How to attach such connectors to my elco? Or what is an alternative of wiring it? Trying to avoid soldering, but not fanatically.
I already realised that, however I do it, I must make sure the electrical connections do not carry any weight as they do on pcb's - the part will be tie-wrapped to the firewall.
Use a capacitor with screw terminals and then use ring crimps.
A bit like this
Hm. I could have thought of that myself - but I thought only the largest elco's are available in that "screw terminal" style? Then again, one day I may well have the same issue for a LED or a power resistor.
BTW you can install a larger value capacitor, and certainly a larger voltage rating capacitor, in this position.
The capacitor probably just sits across the battery bus and the value is not critical. Anyway, electrolytics have a crap tolerance - say +80% -20%. Going for a higher voltage rating (to get the desired can style) improves reliability dramatically.
Going for a higher voltage rating (to get the desired can style) improves reliability dramatically.
You seem to disagree here with most others.
There seem to be two schools:
any voltage below the rated voltage has no effect on aging
voltages much lower than rated increase aging
It's probably more important that you make sure ripple currents are within the rated limit.
That may be true for wet electrolyte caps i.e. they need the voltage to maintain the oxide layer in a good condition, but would you use one of those in a high reliability application? I would use a solid aluminium cap.
But you may be right that all the ones big enough for this application (the large screw terminal style) are wet electrolyte - example. I did only a quick google.
The solid ones are in smaller cases. All the ones we use at work are solid aluminium, or tantalum.
With tantalum caps, there is a dramatic life increase by going for a higher rated voltage.
In this particular case, the elco is there so that the rectifier/regulator sees something that behaves slightly like a battery even when the battery isn't there, for instance when the charge fuse is blown.
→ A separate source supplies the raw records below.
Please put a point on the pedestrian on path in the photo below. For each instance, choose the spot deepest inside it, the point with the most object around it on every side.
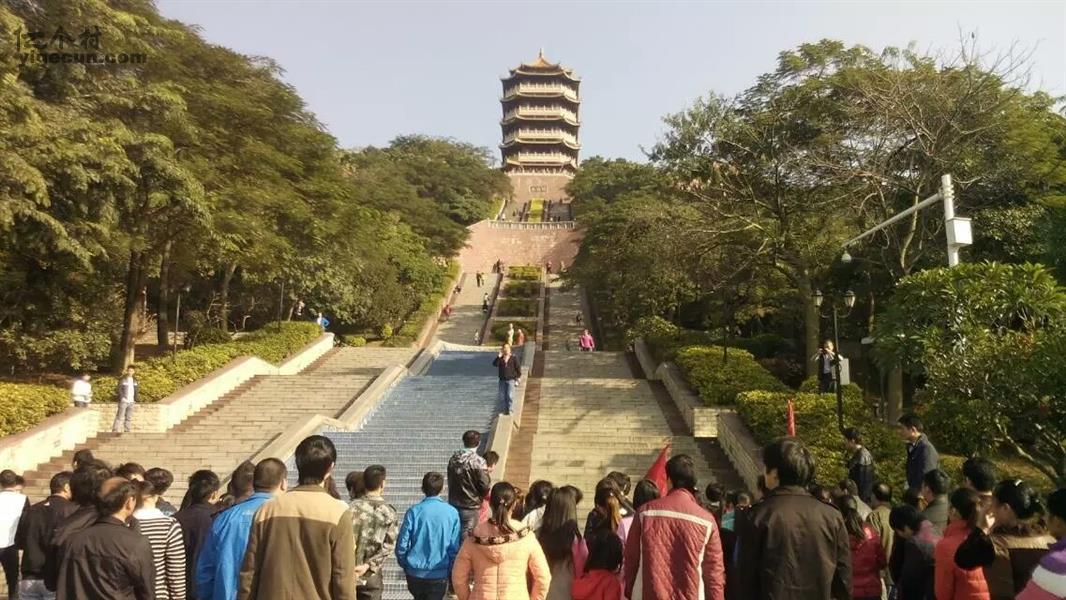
(128, 394)
(511, 374)
(81, 391)
(586, 342)
(429, 541)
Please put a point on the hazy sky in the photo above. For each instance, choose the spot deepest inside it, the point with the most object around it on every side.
(372, 70)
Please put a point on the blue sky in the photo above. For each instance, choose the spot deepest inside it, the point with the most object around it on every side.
(373, 70)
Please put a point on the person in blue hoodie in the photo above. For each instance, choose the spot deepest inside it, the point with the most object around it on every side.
(219, 566)
(429, 541)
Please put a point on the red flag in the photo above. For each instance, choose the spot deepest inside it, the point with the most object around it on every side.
(657, 473)
(792, 419)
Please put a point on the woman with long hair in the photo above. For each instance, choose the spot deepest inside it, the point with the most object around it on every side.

So in normal circumstances there are no ripple currents at all, except for the elco's impedance being lower than the battery's, or so I should think. Come to think of it, I could do worse things than to parallel it with a faster smaller capacitor.
It's an interesting question, what the ripple current might become should the battery become disconnected, or dry, etc.
One could probably have a good stab at the value, knowing the amplitude of a 3 phase rectified 24V alternator output, and taking max engine RPM as the worst case.
I will leave it to Tom here to interpret the maths
You really believe we sport three-phase alternators in a microlight? Ever wondered the weight? Can't find the exact details now, but certainly the Rotax delivers a single phase AC, of up to 22 volts if memory serves.